We divided the brands into two classes (brands 1, 2, and 4 versus brands 3 and 5) to test whether estimation results stay robust as compared to the full set of brands. We estimated both MNL models with constant parameters and MNL models with time-varying parameters for the different subsets of brands. Our results indicate that differences between estimated parameters and parameter paths are not overly sensitive to the particular sets of brands, implying that the IIA property inherent to models of the MNL type is not a major concern in our application. Detailed results can be obtained from the authors upon request.
Since observed prices and the use or non-use of promotions are strongly correlated, and as a result, the correlations between promotions and related behavioral price terms like reference prices, gains, and losses (see Sect. 3.2) also turn out substantial, we do not explicitly consider information on promotions for model estimation to prevent multicollinearity problems.
Note that purchases of multiple packs (even of the same brand) are considered in our dataset as multiple single brand choices, however we do not account for quantity effects (in the sense that consumers may have chosen different pack sizes) in our market share calculations. Given that most coffee purchases are single-unit purchases of the most popular package size of 500 g, we argue that our market share calculations are (fairly) representative. On the other hand, we acknowledge that this is a limitation of our empirical study and incorporation of primary demand effects would be desirable for applications in a retailing context. We thank one reviewer for pointing this out.

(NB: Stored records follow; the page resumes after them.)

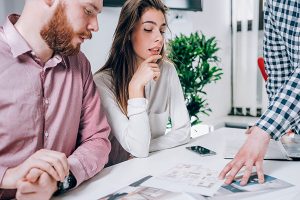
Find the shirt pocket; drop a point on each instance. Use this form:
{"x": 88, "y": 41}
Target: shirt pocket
{"x": 158, "y": 123}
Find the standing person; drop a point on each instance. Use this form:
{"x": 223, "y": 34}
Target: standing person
{"x": 139, "y": 88}
{"x": 282, "y": 58}
{"x": 51, "y": 122}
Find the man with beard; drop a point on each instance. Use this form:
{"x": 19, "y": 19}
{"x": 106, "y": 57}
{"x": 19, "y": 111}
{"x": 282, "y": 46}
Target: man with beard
{"x": 53, "y": 132}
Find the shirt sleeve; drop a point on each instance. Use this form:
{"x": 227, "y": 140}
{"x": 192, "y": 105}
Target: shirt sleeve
{"x": 131, "y": 130}
{"x": 181, "y": 126}
{"x": 93, "y": 145}
{"x": 283, "y": 84}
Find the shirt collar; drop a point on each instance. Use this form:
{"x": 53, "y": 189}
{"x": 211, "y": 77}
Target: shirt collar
{"x": 17, "y": 43}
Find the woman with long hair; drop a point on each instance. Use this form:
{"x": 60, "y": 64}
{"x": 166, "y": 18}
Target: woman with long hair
{"x": 140, "y": 89}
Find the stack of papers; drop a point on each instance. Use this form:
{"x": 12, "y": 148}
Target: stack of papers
{"x": 188, "y": 179}
{"x": 195, "y": 182}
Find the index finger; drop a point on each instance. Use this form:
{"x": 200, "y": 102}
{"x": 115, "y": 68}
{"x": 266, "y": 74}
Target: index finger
{"x": 153, "y": 58}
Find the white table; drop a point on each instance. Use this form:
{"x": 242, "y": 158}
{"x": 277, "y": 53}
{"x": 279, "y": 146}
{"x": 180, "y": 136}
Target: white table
{"x": 113, "y": 178}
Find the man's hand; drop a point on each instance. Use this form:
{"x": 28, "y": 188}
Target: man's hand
{"x": 52, "y": 162}
{"x": 251, "y": 154}
{"x": 43, "y": 187}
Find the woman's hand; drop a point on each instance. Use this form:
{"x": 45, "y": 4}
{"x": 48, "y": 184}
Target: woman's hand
{"x": 147, "y": 71}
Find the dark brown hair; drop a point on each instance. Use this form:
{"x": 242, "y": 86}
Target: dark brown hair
{"x": 121, "y": 60}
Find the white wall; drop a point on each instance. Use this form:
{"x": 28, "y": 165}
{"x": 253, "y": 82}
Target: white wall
{"x": 213, "y": 21}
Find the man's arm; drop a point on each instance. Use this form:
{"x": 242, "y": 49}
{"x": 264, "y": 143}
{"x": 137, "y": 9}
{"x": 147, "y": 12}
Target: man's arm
{"x": 283, "y": 108}
{"x": 93, "y": 145}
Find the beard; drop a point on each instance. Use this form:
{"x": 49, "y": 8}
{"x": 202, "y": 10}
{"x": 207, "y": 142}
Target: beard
{"x": 58, "y": 34}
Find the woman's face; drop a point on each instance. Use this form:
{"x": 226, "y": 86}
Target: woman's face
{"x": 147, "y": 37}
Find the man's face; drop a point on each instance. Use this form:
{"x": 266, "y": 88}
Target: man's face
{"x": 66, "y": 31}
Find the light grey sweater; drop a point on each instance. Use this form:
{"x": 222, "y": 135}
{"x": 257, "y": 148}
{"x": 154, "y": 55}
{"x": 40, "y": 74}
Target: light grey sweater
{"x": 143, "y": 130}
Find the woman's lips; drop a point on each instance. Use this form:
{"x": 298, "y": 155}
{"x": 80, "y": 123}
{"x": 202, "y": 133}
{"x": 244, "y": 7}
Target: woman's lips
{"x": 154, "y": 51}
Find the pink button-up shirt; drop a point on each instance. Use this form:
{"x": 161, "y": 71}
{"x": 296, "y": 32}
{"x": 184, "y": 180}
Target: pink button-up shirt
{"x": 49, "y": 106}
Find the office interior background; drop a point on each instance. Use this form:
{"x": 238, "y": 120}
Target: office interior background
{"x": 237, "y": 26}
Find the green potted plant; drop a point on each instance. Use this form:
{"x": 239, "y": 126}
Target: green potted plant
{"x": 196, "y": 63}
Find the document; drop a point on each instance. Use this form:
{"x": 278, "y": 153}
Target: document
{"x": 273, "y": 188}
{"x": 187, "y": 178}
{"x": 252, "y": 189}
{"x": 276, "y": 150}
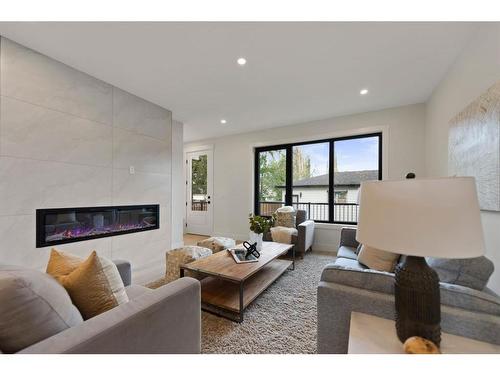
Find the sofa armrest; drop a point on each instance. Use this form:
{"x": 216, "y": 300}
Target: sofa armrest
{"x": 166, "y": 320}
{"x": 305, "y": 236}
{"x": 125, "y": 271}
{"x": 348, "y": 237}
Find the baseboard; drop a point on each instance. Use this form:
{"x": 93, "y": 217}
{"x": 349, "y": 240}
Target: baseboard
{"x": 235, "y": 236}
{"x": 177, "y": 244}
{"x": 324, "y": 248}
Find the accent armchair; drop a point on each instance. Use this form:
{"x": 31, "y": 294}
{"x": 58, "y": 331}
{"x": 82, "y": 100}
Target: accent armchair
{"x": 166, "y": 320}
{"x": 346, "y": 286}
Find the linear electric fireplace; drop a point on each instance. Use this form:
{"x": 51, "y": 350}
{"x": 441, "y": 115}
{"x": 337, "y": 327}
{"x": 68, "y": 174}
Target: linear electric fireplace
{"x": 62, "y": 225}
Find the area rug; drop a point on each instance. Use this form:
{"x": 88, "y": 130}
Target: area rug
{"x": 282, "y": 320}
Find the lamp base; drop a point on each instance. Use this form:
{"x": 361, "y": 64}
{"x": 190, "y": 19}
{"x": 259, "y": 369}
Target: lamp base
{"x": 418, "y": 305}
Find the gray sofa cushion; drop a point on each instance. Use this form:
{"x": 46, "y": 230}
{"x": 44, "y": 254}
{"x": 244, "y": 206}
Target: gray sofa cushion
{"x": 469, "y": 299}
{"x": 347, "y": 252}
{"x": 473, "y": 273}
{"x": 350, "y": 263}
{"x": 33, "y": 306}
{"x": 350, "y": 272}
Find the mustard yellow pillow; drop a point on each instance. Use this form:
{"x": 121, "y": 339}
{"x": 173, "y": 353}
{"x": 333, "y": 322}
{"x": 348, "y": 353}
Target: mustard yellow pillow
{"x": 94, "y": 285}
{"x": 62, "y": 264}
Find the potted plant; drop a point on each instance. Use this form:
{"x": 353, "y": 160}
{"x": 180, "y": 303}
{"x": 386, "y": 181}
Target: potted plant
{"x": 258, "y": 226}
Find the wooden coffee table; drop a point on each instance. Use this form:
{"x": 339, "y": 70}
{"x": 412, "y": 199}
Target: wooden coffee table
{"x": 230, "y": 287}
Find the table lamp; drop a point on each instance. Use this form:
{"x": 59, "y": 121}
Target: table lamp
{"x": 420, "y": 218}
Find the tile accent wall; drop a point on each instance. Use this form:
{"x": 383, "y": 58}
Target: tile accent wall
{"x": 67, "y": 140}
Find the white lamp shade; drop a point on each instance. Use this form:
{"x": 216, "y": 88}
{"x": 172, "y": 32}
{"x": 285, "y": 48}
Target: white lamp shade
{"x": 422, "y": 217}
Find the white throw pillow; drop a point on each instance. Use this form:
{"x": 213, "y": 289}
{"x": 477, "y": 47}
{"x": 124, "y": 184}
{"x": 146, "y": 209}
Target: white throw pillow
{"x": 376, "y": 259}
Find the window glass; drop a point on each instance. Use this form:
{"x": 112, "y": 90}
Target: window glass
{"x": 355, "y": 160}
{"x": 272, "y": 179}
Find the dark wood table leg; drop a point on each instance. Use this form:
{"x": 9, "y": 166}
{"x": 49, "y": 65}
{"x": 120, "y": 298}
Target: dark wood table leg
{"x": 241, "y": 303}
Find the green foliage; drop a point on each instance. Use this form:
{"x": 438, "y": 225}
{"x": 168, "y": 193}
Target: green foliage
{"x": 301, "y": 165}
{"x": 272, "y": 166}
{"x": 260, "y": 224}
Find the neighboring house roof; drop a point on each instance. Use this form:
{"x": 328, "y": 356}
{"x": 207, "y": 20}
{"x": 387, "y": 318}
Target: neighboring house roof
{"x": 352, "y": 178}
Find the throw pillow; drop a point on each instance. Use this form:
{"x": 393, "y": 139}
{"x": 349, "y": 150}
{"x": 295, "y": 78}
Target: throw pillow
{"x": 33, "y": 307}
{"x": 472, "y": 273}
{"x": 61, "y": 263}
{"x": 376, "y": 259}
{"x": 95, "y": 285}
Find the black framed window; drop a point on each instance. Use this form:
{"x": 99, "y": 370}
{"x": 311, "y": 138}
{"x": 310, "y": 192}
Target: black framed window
{"x": 321, "y": 177}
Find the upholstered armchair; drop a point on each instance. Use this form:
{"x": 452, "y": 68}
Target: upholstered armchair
{"x": 304, "y": 238}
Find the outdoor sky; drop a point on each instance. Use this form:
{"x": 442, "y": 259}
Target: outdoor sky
{"x": 352, "y": 155}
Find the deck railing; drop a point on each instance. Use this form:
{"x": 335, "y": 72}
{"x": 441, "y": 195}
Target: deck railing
{"x": 343, "y": 212}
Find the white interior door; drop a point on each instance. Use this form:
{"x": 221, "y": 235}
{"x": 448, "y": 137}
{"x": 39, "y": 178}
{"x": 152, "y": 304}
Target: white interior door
{"x": 199, "y": 202}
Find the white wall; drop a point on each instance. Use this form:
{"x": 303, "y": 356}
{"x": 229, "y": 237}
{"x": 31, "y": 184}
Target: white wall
{"x": 68, "y": 140}
{"x": 403, "y": 132}
{"x": 475, "y": 70}
{"x": 178, "y": 184}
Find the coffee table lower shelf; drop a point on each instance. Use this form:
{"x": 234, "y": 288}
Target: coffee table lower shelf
{"x": 230, "y": 298}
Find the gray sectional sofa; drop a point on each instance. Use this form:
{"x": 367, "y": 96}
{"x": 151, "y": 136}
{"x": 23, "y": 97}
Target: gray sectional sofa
{"x": 346, "y": 286}
{"x": 304, "y": 238}
{"x": 165, "y": 320}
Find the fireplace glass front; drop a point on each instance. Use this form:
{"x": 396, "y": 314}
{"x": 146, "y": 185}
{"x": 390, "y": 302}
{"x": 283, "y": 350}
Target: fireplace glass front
{"x": 62, "y": 225}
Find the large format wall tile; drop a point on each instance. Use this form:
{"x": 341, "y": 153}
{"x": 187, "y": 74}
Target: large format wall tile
{"x": 35, "y": 132}
{"x": 140, "y": 116}
{"x": 139, "y": 239}
{"x": 140, "y": 188}
{"x": 144, "y": 153}
{"x": 148, "y": 260}
{"x": 26, "y": 185}
{"x": 38, "y": 79}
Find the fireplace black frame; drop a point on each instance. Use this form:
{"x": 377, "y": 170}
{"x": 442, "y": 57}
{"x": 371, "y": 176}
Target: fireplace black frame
{"x": 41, "y": 215}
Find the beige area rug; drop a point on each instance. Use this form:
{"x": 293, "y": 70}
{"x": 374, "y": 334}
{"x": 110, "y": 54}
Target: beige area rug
{"x": 282, "y": 320}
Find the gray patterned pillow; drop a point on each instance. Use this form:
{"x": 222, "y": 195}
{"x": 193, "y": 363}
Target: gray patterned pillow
{"x": 285, "y": 219}
{"x": 473, "y": 272}
{"x": 33, "y": 307}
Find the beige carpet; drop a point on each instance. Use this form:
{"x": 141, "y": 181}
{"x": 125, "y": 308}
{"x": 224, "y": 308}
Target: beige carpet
{"x": 281, "y": 320}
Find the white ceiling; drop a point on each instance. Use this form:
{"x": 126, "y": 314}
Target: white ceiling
{"x": 296, "y": 72}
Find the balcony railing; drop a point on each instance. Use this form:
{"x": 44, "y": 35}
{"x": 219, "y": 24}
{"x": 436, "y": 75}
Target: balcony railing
{"x": 343, "y": 212}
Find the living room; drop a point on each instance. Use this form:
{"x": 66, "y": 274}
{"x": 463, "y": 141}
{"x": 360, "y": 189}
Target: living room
{"x": 255, "y": 188}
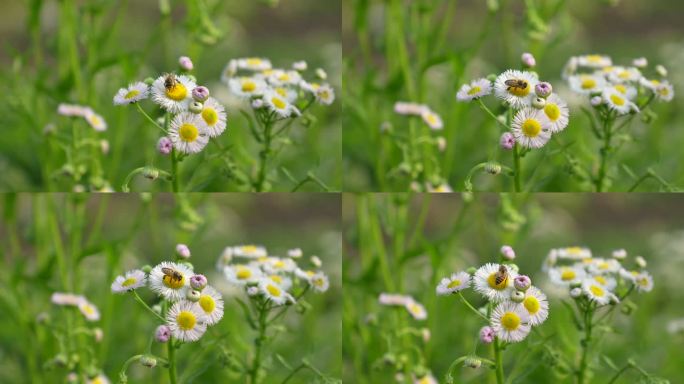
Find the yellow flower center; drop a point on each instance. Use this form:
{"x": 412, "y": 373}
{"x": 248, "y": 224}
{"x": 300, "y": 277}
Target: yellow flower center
{"x": 207, "y": 303}
{"x": 552, "y": 111}
{"x": 597, "y": 291}
{"x": 188, "y": 132}
{"x": 617, "y": 100}
{"x": 273, "y": 290}
{"x": 248, "y": 86}
{"x": 178, "y": 92}
{"x": 531, "y": 304}
{"x": 531, "y": 128}
{"x": 173, "y": 283}
{"x": 510, "y": 321}
{"x": 474, "y": 90}
{"x": 131, "y": 94}
{"x": 209, "y": 115}
{"x": 278, "y": 103}
{"x": 243, "y": 273}
{"x": 186, "y": 320}
{"x": 568, "y": 274}
{"x": 491, "y": 280}
{"x": 588, "y": 83}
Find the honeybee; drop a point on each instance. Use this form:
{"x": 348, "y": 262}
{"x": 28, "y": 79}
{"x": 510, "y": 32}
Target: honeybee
{"x": 501, "y": 275}
{"x": 515, "y": 83}
{"x": 170, "y": 81}
{"x": 172, "y": 274}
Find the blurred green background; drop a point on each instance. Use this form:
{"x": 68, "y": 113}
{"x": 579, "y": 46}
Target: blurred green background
{"x": 428, "y": 237}
{"x": 122, "y": 41}
{"x": 122, "y": 232}
{"x": 479, "y": 43}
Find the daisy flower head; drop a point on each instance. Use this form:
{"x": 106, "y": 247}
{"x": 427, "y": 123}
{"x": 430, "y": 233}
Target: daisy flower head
{"x": 494, "y": 281}
{"x": 616, "y": 101}
{"x": 188, "y": 133}
{"x": 273, "y": 292}
{"x": 557, "y": 112}
{"x": 186, "y": 321}
{"x": 246, "y": 87}
{"x": 433, "y": 120}
{"x": 214, "y": 116}
{"x": 129, "y": 281}
{"x": 536, "y": 305}
{"x": 415, "y": 309}
{"x": 241, "y": 274}
{"x": 454, "y": 283}
{"x": 566, "y": 275}
{"x": 516, "y": 87}
{"x": 173, "y": 93}
{"x": 643, "y": 282}
{"x": 531, "y": 128}
{"x": 474, "y": 90}
{"x": 587, "y": 84}
{"x": 511, "y": 322}
{"x": 211, "y": 304}
{"x": 596, "y": 292}
{"x": 279, "y": 104}
{"x": 170, "y": 280}
{"x": 133, "y": 93}
{"x": 594, "y": 61}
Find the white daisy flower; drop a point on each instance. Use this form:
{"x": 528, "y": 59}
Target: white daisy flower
{"x": 511, "y": 322}
{"x": 279, "y": 104}
{"x": 274, "y": 292}
{"x": 596, "y": 292}
{"x": 454, "y": 283}
{"x": 325, "y": 94}
{"x": 517, "y": 96}
{"x": 531, "y": 128}
{"x": 129, "y": 281}
{"x": 433, "y": 120}
{"x": 214, "y": 116}
{"x": 174, "y": 286}
{"x": 474, "y": 90}
{"x": 556, "y": 110}
{"x": 186, "y": 321}
{"x": 134, "y": 93}
{"x": 664, "y": 91}
{"x": 586, "y": 84}
{"x": 566, "y": 275}
{"x": 416, "y": 309}
{"x": 255, "y": 64}
{"x": 176, "y": 98}
{"x": 616, "y": 101}
{"x": 240, "y": 274}
{"x": 536, "y": 304}
{"x": 89, "y": 310}
{"x": 644, "y": 282}
{"x": 246, "y": 87}
{"x": 211, "y": 304}
{"x": 96, "y": 121}
{"x": 485, "y": 282}
{"x": 188, "y": 133}
{"x": 594, "y": 61}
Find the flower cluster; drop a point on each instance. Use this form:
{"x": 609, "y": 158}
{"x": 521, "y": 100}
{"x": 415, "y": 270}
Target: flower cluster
{"x": 537, "y": 111}
{"x": 613, "y": 87}
{"x": 514, "y": 305}
{"x": 596, "y": 279}
{"x": 191, "y": 303}
{"x": 274, "y": 89}
{"x": 192, "y": 115}
{"x": 272, "y": 278}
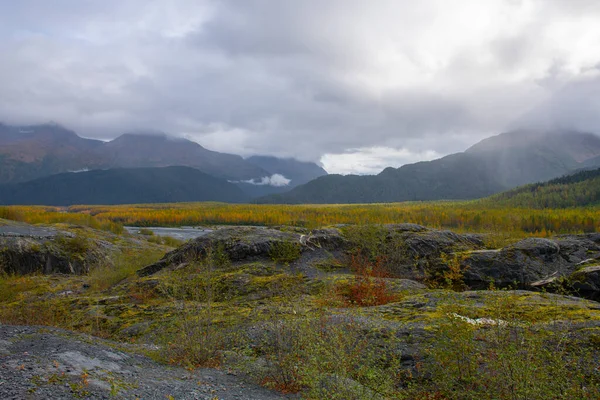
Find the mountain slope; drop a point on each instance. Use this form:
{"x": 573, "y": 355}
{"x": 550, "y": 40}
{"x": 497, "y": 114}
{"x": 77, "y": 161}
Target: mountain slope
{"x": 579, "y": 189}
{"x": 159, "y": 150}
{"x": 491, "y": 166}
{"x": 30, "y": 152}
{"x": 122, "y": 186}
{"x": 299, "y": 172}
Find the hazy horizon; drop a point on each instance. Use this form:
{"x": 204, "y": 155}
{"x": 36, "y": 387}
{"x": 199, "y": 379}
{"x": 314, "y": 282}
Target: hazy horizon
{"x": 354, "y": 86}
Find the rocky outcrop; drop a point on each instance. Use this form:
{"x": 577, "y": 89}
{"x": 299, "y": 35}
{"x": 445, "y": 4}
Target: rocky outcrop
{"x": 26, "y": 249}
{"x": 532, "y": 262}
{"x": 249, "y": 243}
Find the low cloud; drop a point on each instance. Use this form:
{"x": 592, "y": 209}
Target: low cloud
{"x": 276, "y": 180}
{"x": 306, "y": 79}
{"x": 372, "y": 160}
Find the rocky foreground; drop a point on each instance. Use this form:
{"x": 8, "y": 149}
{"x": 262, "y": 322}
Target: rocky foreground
{"x": 43, "y": 363}
{"x": 254, "y": 296}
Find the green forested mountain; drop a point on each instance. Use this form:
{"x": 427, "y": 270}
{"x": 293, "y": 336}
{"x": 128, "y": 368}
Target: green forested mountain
{"x": 493, "y": 165}
{"x": 579, "y": 189}
{"x": 122, "y": 186}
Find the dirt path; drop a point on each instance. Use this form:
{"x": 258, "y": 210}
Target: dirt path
{"x": 43, "y": 363}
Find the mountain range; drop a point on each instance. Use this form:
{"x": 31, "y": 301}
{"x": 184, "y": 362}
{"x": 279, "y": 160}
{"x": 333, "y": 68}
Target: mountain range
{"x": 491, "y": 166}
{"x": 31, "y": 152}
{"x": 35, "y": 159}
{"x": 122, "y": 186}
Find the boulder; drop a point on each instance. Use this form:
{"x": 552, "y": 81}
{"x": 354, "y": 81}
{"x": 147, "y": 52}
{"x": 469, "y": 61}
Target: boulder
{"x": 25, "y": 250}
{"x": 248, "y": 244}
{"x": 586, "y": 281}
{"x": 532, "y": 262}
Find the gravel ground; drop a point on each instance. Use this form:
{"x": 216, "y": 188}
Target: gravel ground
{"x": 47, "y": 363}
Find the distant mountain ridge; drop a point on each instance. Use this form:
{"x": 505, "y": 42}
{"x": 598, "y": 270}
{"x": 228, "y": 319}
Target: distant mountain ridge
{"x": 491, "y": 166}
{"x": 30, "y": 152}
{"x": 122, "y": 186}
{"x": 575, "y": 190}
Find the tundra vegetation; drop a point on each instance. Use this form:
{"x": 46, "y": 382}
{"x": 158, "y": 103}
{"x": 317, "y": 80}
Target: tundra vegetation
{"x": 329, "y": 313}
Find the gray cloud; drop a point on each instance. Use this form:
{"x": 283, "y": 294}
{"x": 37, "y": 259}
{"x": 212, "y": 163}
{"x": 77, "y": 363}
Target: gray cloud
{"x": 311, "y": 79}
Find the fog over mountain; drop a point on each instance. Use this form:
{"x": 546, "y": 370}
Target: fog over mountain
{"x": 356, "y": 85}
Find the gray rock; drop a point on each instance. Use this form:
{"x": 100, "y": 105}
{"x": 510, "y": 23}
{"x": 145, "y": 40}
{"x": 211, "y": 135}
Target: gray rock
{"x": 248, "y": 244}
{"x": 586, "y": 280}
{"x": 532, "y": 262}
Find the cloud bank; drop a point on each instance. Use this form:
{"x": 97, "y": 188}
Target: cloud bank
{"x": 397, "y": 80}
{"x": 276, "y": 180}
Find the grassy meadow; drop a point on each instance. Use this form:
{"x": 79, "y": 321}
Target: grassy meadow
{"x": 339, "y": 335}
{"x": 462, "y": 216}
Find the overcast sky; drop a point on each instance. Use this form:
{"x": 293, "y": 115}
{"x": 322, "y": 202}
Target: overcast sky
{"x": 355, "y": 84}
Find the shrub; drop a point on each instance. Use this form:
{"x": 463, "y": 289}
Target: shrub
{"x": 328, "y": 357}
{"x": 368, "y": 287}
{"x": 194, "y": 340}
{"x": 505, "y": 357}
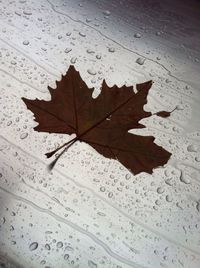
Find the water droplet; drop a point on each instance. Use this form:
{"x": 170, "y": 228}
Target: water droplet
{"x": 106, "y": 12}
{"x": 168, "y": 198}
{"x": 67, "y": 50}
{"x": 98, "y": 56}
{"x": 73, "y": 60}
{"x": 160, "y": 190}
{"x": 33, "y": 246}
{"x": 90, "y": 51}
{"x": 82, "y": 34}
{"x": 102, "y": 189}
{"x": 111, "y": 49}
{"x": 140, "y": 61}
{"x": 27, "y": 12}
{"x": 59, "y": 244}
{"x": 66, "y": 257}
{"x": 110, "y": 194}
{"x": 137, "y": 35}
{"x": 24, "y": 135}
{"x": 26, "y": 42}
{"x": 91, "y": 71}
{"x": 184, "y": 178}
{"x": 92, "y": 264}
{"x": 47, "y": 246}
{"x": 128, "y": 176}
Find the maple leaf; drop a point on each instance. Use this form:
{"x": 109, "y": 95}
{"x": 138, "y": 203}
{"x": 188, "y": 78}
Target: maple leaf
{"x": 102, "y": 122}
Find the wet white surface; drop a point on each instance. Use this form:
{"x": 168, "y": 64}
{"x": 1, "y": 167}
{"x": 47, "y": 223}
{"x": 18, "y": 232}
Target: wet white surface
{"x": 90, "y": 211}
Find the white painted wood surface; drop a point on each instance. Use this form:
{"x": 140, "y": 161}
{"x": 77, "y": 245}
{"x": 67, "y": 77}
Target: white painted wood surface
{"x": 90, "y": 211}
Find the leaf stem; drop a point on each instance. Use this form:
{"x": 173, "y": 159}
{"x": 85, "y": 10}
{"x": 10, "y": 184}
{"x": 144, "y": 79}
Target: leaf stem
{"x": 54, "y": 151}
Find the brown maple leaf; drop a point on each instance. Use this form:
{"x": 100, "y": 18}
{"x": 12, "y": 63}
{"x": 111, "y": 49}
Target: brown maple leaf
{"x": 102, "y": 122}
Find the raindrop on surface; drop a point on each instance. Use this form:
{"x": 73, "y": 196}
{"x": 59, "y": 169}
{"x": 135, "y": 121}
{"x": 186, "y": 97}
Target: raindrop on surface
{"x": 111, "y": 49}
{"x": 26, "y": 12}
{"x": 91, "y": 71}
{"x": 82, "y": 34}
{"x": 73, "y": 60}
{"x": 24, "y": 135}
{"x": 184, "y": 178}
{"x": 67, "y": 50}
{"x": 140, "y": 61}
{"x": 137, "y": 35}
{"x": 92, "y": 264}
{"x": 33, "y": 246}
{"x": 66, "y": 257}
{"x": 47, "y": 246}
{"x": 192, "y": 148}
{"x": 102, "y": 189}
{"x": 128, "y": 176}
{"x": 26, "y": 42}
{"x": 106, "y": 12}
{"x": 59, "y": 244}
{"x": 168, "y": 198}
{"x": 160, "y": 190}
{"x": 98, "y": 56}
{"x": 110, "y": 195}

Via the smoothing parameter, we can continuously vary the effective number of parameters between the total number of basis functions (smoothing parameter equal to zero) and the dimension of the polynomial that is left unpenalized by the difference order (corresponding to a total of r parameters for rth-order differences). For example, with 50 basis functions and a second-order difference penalty, the effective number of parameters can vary continuously in the range between 2 and 50. The effective number of parameters can then be determined as the trace of the product between the unpenalized Fisher information and the inverse of the penalized Fisher information, see Gray (1992) for details.
We thank one reviewer for suggesting this model extension.
We thank one reviewer for suggesting this sensitivity analysis. The full results are available from the authors upon request.
We have further estimated corresponding model versions with time-varying brand intercepts only and with time-varying covariate effects only. However, these versions showed a worse performance (in- and out-of-sample), thus replicating the order of models as in Sect. 3.4.1. Results are available from the authors upon request.
We thank one reviewer for pointing us to this model extension.